ALEXANDRE LE GRAND (1)

L’ORIGINE D’UN EMPIRE

Aux yeux des grecs, la Macédoine était une contrée arriérée située aux confins de leur monde. C’était en effet un petit royaume (1) riche en ressources naturelles, ais très peu évolué du point de vue politique, économique et culturel. L’importance de la Macédoine tenait dans son emplacement géographique privilégié qui la protégeait des pressions barbares menaçant l’Hellade.

Achélaos Ier (413-399 av. J.-C.) fut le monarque qui sut donner au royaume de solides bases politiques et économiques. Son règne apporta au pays stabilité et prospérité. Il fit construire des voies de communication qui structurèrent un territoire administrativement divisé en districts et transféra la capitale d’Aigéai à Pella. Celle-ci devint un centre intellectuel florissant, accueillant des sages et des artistes.

La mort d’Achélaos fit sombrer la Macédoine dans le chaos. Les rois qui lui succédèrent s’affrontèrent mutuellement, détruisant l’équilibre précaire du pays et facilitant par leur attitude l’invasion des Illyriens.

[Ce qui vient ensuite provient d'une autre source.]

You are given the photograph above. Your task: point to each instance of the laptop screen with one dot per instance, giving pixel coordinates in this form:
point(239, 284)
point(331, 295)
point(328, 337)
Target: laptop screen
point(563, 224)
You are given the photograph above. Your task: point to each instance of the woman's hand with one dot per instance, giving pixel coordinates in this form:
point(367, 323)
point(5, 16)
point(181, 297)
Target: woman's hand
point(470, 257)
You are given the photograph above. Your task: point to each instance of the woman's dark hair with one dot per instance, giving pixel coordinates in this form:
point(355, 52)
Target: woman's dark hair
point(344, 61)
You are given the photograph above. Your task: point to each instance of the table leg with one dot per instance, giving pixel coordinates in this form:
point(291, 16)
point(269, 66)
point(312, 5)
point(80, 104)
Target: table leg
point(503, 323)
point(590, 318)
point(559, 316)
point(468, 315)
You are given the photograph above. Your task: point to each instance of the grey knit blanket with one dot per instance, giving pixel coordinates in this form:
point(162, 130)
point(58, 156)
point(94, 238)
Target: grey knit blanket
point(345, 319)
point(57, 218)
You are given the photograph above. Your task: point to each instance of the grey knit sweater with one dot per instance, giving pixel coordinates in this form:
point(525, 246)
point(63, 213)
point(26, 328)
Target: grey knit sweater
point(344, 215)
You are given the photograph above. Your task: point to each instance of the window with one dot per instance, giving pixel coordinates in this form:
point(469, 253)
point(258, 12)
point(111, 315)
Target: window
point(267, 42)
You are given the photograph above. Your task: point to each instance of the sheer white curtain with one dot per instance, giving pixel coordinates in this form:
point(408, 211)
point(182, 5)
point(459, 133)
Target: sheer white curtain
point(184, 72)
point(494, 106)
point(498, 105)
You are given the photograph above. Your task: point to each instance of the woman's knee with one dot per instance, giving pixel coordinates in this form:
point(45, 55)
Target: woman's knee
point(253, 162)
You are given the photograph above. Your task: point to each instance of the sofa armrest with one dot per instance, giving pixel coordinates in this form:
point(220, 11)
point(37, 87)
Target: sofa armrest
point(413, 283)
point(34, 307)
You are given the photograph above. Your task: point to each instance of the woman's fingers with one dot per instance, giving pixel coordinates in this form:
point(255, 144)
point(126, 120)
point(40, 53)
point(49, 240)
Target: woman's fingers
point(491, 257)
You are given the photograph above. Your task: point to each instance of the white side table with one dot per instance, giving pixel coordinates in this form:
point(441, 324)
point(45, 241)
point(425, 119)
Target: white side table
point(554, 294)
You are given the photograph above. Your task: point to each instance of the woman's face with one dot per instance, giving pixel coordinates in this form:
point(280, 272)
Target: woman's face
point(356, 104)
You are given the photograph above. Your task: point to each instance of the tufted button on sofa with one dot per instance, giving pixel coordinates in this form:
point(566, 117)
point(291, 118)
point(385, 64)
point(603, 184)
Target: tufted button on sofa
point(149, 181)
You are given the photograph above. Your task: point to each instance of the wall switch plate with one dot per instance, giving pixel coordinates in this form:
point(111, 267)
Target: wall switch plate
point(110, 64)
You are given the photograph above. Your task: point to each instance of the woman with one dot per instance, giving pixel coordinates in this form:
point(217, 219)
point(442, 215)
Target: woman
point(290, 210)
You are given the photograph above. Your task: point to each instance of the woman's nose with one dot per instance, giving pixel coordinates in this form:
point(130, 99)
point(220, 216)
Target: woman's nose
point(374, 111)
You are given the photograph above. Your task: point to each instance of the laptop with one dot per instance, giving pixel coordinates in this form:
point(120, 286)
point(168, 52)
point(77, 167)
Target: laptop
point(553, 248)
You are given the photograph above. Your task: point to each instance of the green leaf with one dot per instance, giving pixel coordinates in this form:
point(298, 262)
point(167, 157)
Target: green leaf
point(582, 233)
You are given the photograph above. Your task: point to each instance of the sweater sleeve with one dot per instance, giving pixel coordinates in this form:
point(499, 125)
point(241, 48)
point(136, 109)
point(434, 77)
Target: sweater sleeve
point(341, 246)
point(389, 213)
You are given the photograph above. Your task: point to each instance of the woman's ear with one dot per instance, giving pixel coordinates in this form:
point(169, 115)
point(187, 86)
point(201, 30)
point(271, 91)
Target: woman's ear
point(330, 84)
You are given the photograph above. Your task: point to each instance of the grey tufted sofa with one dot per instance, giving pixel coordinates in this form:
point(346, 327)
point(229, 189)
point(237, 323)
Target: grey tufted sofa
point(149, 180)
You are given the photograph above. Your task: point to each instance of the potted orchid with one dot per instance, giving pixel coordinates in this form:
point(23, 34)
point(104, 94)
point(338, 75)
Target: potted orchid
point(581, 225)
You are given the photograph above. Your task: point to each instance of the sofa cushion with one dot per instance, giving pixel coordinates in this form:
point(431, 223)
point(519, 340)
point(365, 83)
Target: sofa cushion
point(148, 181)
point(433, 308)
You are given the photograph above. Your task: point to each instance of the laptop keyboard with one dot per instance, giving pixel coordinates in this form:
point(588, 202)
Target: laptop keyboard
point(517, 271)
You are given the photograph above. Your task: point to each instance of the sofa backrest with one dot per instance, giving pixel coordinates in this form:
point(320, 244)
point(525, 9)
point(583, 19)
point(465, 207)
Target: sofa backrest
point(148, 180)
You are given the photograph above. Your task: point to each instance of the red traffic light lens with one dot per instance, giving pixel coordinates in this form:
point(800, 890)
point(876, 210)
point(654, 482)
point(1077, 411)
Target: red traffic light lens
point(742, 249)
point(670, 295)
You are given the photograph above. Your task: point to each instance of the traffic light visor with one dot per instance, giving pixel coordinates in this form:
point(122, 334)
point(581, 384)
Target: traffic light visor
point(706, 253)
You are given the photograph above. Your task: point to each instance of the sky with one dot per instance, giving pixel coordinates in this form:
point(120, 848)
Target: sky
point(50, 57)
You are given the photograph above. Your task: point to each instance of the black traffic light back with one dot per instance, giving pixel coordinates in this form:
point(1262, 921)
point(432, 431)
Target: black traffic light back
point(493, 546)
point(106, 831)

Quand Philippe II (356-336 av. J.-C.) monta sur le trône à 22 ans, la Macédoine agonisait. En moins de deux ans de règne, il unifia le pays, chassa les Illyriens et créa une armée formée de phalanges, qui devint le pilier de la puissance macédonienne émergente. En matière de politique étrangère, il entreprit, parmi ses premières mesures, de mener une expansion vers le sud, dans la péninsule Chalcidique, pour assurer à son royaume un accès à la mer. Puis, il conquit la ville d’Amphipolis, alliée d’Athènes, et la région du mont Pangaion, riche en gisement d’or.

Chronologie

358 av. J.-C. : Philippe bat les Illyriens et unifie la basse Macédoine et les principautés du Nord.

356 av. J.-C. : Troisième guerre sacrée. Naissance d’Alexandre, fils de Philippe, futur fondateur d’un grand empire.

352 av. J.-C. : Philippe conquiert la Thessalie et s’autoproclame archonte à vie.

346 av. J.-C. : Fin de la troisième guerre sacrée et paix de Philocrate

338 av. J.-C. : Défaite de la coalition antimacédonienne (2) lors de la bataille de Chéronée.

33 av. J.-C. : Congrès de Corinthe : ligue panhellénique. Philippe devient le chef suprême des armées grecques (3).

Après avoir unifié toute la Grèce, Philippe mis en place son projet d’invasion de l’empire perse, mais il ne vit jamais son vœu exaucé.

Pausanias, un soldat de son escorte, l’assassina en 336 av. J.-C.
Alexandre prit la relève.

(à suivre)

Richard POGLIANO

 

  • Les Argéades fondèrent au VII° siècle av. J.-C. la première dynastie macédonienne. Malgré leurs origines barbares, ils parlaient le grec et se disaient les descendants d’Héraclès, fils de Zeus.
  • Sur les instances de Démosthène, une ligue antimacédonienne vit le jour, dirigée par Athènes et qui tenta de freiner les projets expansionnistes de Philippe…
    L’éloquence enflammée de Démosthène (384-322 av. J.-C.) contre les desseins de Philippe passa à la postérité sous le nom de ʺPhilippiquesʺ…
  • L’irruption de Philippe dans la sphère du monde grec entraîna le déclin des ʺpolisʺ et l’apparition de la monarchie. Athènes, paradigme de la cité-Etat classique, conserva son régime démocratique après la défaite de Chéronée, mais fut forcée d’intégrer la Ligue panhéllenique promue par Philippe.